Judging the importance of these results depends on the assessment of two important questions. Firstly, we must examine whether it is probable that the apparent systematic differences between the results gained from the two methodologies are a misleading representation of the data within GPRD because of chance, bias, or confounding? That chance might be an explanation was a possibility we seriously considered when seeing the finding in one cohort. In fact as in each case the 95% confidence intervals for the two methodologies overlap it is clearly a possibility that we cannot entirely exclude. We think it is unlikely however that the same finding would be replicated albeit to a lesser degree purely by chance in a second cohort. Further reassurance that this is not a chance finding comes from the significant differences in control group mortality compared with national figures that explain the differences we found. That our analyses have not dealt with potential confounding factors is undeniable, but as we are concerned here with the difference between the two methodologies, and we ensured that each was similarly limited, this is unlikely to be an explanation. Finally, therefore we must consider the possibility of bias. As selection of cohorts within the GPRD was by a transparently unbiased method the only possible bias would be that of differential recording of the outcome (that is, death) between cases and controls. This is a possibility that we have previously considered and shown not to be an important problem in this dataset for this outcome.4
The second important question is whether it is possible that our findings are specific to GPRD or whether they could be more widely generalisable to clinical data from other sources. It has been shown that morbidity in the GPRD is equivalent to other measures of morbidity in general practice in the UK,9 and hence we think that any finding from GPRD is probably generalisable at least to other general practice data in the UK. Other clinical databases (from tertiary or secondary care) can therefore be expected to be free from the problem highlighted in this paper only if they are truly more reflective of the general population than is general practice data, this seems unlikely.

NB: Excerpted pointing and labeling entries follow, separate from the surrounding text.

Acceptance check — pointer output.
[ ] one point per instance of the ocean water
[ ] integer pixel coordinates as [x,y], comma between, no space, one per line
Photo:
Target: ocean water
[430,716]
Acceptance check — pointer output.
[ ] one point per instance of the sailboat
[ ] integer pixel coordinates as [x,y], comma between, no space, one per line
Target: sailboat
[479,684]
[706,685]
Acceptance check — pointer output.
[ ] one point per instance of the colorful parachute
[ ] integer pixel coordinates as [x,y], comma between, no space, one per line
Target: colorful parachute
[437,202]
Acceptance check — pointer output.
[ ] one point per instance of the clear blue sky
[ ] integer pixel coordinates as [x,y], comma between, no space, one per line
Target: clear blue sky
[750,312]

What is already know on this topic
The calculation of standardised mortality ratios is an epidemiological technique that aims to permit comparisons of mortality between populations. It is widely used but the advent of large clinical databases provides alternative methodologies.

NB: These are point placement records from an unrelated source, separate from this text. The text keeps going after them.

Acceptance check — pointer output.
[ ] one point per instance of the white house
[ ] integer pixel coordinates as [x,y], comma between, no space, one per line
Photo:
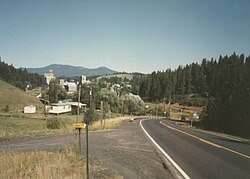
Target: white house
[58,108]
[49,76]
[31,109]
[62,107]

One further source of potential error in our analysis also requires highlighting. This is the possibility that the differences we have seen are a reflection only of the different statistical methodologies used. It was for this reason that we limited our Cox analysis to omit the examination of confounding (ensuring the greatest similarity between the methodologies), and examined the SMR of our control cohorts. That this alternative analysis supports our findings suggests that any effect of methodology is small. An alternative would have been to derive age and sex specific mortality rates for the whole of the GPRD to use as another standard population. The data required for this were however not available to us and likewise we were unable merely to calculate an SMR for the whole of the GPRD dataset standardised against the national data.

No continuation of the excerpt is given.